Area 2 at Oranmore comprised a recent midden (basically a 19th century dump) and didn’t contain anything of any great significance – mostly oyster shells etc.. The stratigraphy of the midden revealed that the deposited shells were located immediately below the sod, and rested above the sub-soil, which in turn was sitting on glacial till. During the excavation of this slot trench 19th century glass was recovered from the subsoil below the midden layer, indicating the midden material was deposited recently in the 19th or 20th century.
Ger analysed the shell and his description follows..
Generally, there are two types of mollusc present in the samples analysed, marine molluscs and non-marine or land snails. The land snails are naturally occurring and could be considered part of the natural fauna of the area. The marine molluscs were harvested for food and the shells discarded thereafter. The majority of the shell recovered during excavations was Oyster shell, with some complete valves, but mostly broken and worn portions. The fragmented and worn nature of the shell portions made analysis of animal numbers impossible.
The use of oyster as a popular food dates from prehistoric times, reflected in the composition of shell middens around the coast of Ireland. Oyster farming from beds on the coasts of France and the UK have been used since Roman times.
The native oyster Ostrea edulis is associated with highly productive estuarine and shallow coastal water habitats on firm bottoms of mud, rocks, muddy sand, muddy gravel with shells and hard silt. In exploited areas, suitable habitat has been created in the form of ‘cultch’ – broken shells and other hard substrata.
Oysters – Photo CC from http://www.flickr.com/photos/clairity/
Ostrea edulis is a bivalve mollusc that has an oval or pear-shaped shell with a rough, scaly surface. The two halves (valves) of the shell are different shapes. The left valve is concave and fixed to the substratum, the right being flat and sitting inside the left.
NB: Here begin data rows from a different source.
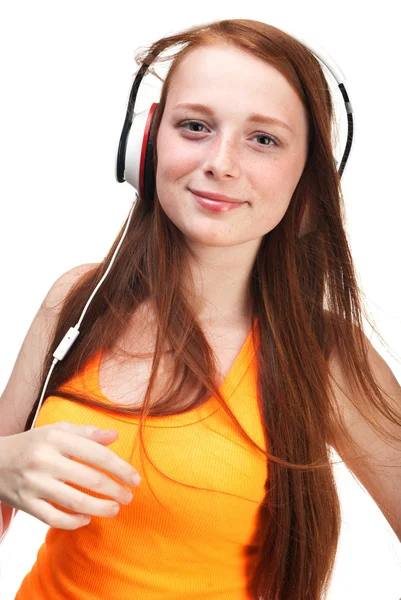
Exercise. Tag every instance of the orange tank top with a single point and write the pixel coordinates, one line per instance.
(171, 541)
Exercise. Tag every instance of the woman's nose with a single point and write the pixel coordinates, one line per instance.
(221, 159)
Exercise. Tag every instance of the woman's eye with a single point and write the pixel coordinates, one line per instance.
(267, 137)
(196, 126)
(195, 123)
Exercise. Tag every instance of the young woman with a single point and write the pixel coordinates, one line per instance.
(225, 351)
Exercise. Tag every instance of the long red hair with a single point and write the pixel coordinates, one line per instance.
(304, 310)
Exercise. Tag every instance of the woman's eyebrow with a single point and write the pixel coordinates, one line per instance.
(253, 118)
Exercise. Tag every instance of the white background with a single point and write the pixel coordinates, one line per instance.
(66, 72)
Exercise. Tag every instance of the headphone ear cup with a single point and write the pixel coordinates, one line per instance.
(138, 159)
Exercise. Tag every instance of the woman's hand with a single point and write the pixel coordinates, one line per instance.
(36, 465)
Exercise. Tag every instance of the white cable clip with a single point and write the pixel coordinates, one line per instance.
(66, 343)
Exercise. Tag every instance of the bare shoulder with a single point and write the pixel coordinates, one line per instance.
(63, 285)
(22, 387)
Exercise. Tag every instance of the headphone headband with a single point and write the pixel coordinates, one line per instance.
(134, 162)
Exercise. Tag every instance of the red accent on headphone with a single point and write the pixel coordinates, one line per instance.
(144, 147)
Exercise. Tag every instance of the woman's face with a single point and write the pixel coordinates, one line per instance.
(227, 148)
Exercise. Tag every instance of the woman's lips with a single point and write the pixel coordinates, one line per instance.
(216, 205)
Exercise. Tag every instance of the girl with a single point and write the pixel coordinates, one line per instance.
(225, 350)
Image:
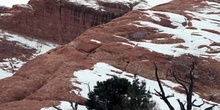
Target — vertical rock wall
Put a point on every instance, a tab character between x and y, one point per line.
57	21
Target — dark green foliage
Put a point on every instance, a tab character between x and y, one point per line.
119	94
139	97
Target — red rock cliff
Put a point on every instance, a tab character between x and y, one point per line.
58	21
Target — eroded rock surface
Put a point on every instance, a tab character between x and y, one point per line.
57	21
46	79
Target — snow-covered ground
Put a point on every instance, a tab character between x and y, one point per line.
102	71
10	3
197	41
40	46
141	4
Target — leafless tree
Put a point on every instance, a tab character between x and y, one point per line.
188	90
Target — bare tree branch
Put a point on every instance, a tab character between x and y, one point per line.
162	94
181	105
56	108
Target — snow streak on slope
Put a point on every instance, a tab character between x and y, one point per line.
201	36
139	4
41	47
102	71
10	3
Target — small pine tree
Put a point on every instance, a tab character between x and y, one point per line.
119	94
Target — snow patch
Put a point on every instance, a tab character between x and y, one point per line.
102	71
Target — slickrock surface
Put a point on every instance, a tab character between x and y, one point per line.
45	80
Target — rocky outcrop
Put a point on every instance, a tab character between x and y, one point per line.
58	21
45	80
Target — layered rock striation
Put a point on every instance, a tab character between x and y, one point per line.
127	43
57	20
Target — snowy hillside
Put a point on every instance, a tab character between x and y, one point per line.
196	32
102	71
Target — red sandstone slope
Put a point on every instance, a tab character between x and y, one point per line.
57	21
46	79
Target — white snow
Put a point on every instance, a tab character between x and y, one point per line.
10	64
147	4
141	4
10	3
196	40
102	71
64	105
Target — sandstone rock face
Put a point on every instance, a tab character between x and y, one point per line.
46	79
58	21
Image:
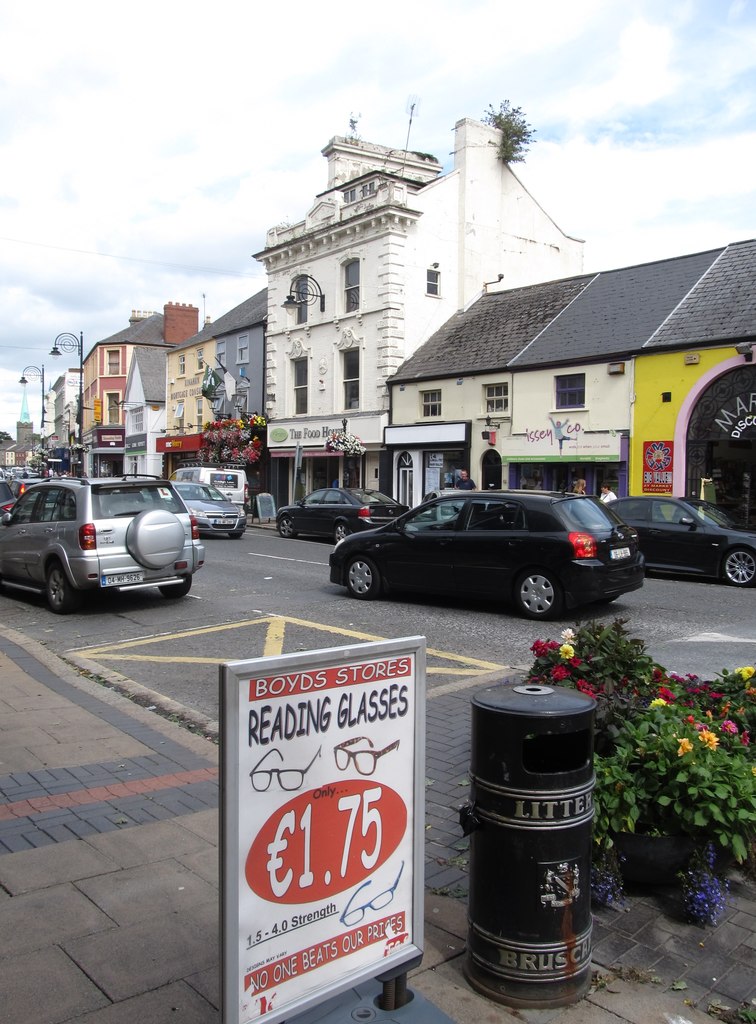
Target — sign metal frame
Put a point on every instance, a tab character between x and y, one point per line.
322	853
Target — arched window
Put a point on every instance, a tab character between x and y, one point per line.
351	286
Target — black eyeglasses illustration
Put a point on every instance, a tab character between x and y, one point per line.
365	759
289	778
353	914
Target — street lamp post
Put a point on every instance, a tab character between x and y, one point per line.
70	343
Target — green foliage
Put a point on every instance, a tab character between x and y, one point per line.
516	134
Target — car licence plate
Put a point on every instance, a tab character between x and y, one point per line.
122	579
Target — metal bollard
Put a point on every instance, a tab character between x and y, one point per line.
530	823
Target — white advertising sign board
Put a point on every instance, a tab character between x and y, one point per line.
323	763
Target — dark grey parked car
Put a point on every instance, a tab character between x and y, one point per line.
693	538
336	512
542	551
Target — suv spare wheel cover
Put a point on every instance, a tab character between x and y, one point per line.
155	539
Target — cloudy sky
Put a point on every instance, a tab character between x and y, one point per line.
144	150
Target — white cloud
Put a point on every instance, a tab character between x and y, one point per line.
170	141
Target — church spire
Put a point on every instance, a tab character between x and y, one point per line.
25	417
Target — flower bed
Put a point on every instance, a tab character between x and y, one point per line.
673	753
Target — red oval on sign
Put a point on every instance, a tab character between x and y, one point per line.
325	841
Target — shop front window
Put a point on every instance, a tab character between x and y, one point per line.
441	469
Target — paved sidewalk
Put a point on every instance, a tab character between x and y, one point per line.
109	875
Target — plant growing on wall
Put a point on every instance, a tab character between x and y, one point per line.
516	134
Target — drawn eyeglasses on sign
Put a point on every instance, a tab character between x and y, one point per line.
289	778
353	914
365	760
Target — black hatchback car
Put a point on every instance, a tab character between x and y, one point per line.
336	512
693	538
542	551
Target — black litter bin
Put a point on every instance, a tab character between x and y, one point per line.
530	819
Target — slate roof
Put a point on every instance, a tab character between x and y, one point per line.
143	332
151	364
491	332
694	299
721	307
252	310
618	312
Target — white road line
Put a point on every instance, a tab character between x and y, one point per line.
281	558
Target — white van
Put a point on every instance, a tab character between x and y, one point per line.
231	481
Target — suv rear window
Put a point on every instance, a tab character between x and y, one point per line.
109	503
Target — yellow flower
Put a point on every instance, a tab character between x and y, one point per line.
709	739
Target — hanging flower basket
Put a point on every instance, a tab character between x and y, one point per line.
344	443
234	440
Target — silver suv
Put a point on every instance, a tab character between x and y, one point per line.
69	536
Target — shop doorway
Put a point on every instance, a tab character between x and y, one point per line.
491	471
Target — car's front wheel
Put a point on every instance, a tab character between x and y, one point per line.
538	595
340	531
61	597
286	526
739	567
363	579
176	589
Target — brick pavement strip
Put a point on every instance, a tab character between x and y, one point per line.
103	909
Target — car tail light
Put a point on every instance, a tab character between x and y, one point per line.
87	537
584	545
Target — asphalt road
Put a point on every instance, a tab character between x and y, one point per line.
261	595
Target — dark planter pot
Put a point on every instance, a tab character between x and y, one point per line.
653	860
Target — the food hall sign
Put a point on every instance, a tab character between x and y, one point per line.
323	761
739	417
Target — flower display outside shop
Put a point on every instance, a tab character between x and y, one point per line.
234	440
345	443
674	755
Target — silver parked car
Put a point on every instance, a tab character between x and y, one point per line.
69	536
214	512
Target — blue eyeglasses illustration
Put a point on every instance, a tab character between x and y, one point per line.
289	778
353	914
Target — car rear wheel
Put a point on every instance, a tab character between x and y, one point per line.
176	589
61	597
538	595
739	567
286	526
363	579
340	531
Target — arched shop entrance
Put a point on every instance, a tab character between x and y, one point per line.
721	444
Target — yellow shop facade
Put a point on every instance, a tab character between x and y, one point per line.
694	426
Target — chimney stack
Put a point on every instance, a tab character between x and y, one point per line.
181	321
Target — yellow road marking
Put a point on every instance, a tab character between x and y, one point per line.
274	644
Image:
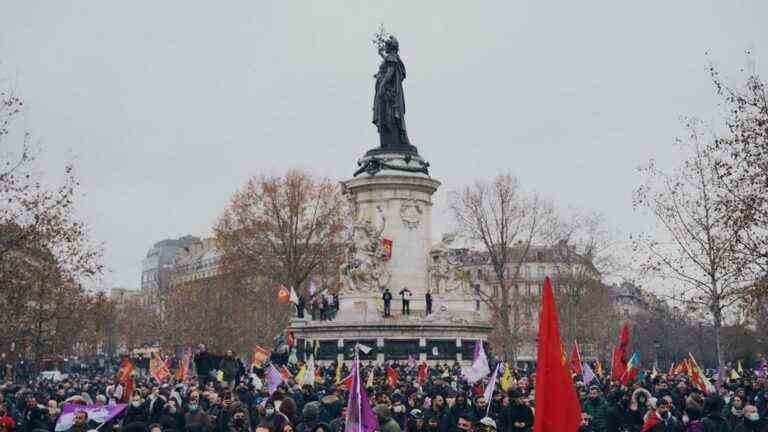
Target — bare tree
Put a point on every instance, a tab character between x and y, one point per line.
282	230
587	252
506	222
741	153
694	245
The shell is off-white, yellowish or cream in colour with light brown or bluish concentric bands on the right valve. Ostrea edulis grows up to 110mm long, rarely larger. The inner surfaces are pearly, white or bluish-grey, often with darker blue areas.
The first recorded taxation of oysters [in Ireland] is a report of the payment to the Revenue Receiver of Old Ross of six shillings and eight pence by Philip Bentee in 1281 for oyster beds (“pro terras ostredan”) in Wexford Harbour. So popular were oysters that many towns had ordinances protecting their local supply from outsiders. In 1734 Youghal Corporation agreed with its lessee Nicol Giles a fixed price of 16 pence per hundred oysters on the condition “…that he obliged to supply the town with the same and not sell more than half a hundred to one person at once, until oysters are more plenty” (Wilkins, 2004).
Common cockle Cerastoderma edule are widely distributed in estuaries and sandy bays around the coasts of Britain and Ireland. They inhabit the surface of sediments, burrowing to a depth of no more than 5cm. They are found on clean sand, muddy sand, mud or muddy gravel from the middle to lower intertidal, sometimes subtidally. Cockles were also a popular food source, however, not so much as oyster. It may be that the meat of these species was poorly regarded or possibly that the lower numbers are related to a Gaelic Irish sexual piseog that these species, when actively feeding (i.e. when open) bear a superficial resemblance to female exterior genitalia and thus until relatively recent times have been considered inappropriate for normal consumption (Wilkins, 2001). It is more likely that cockles were an incidental by catch in the harvesting of Oysters.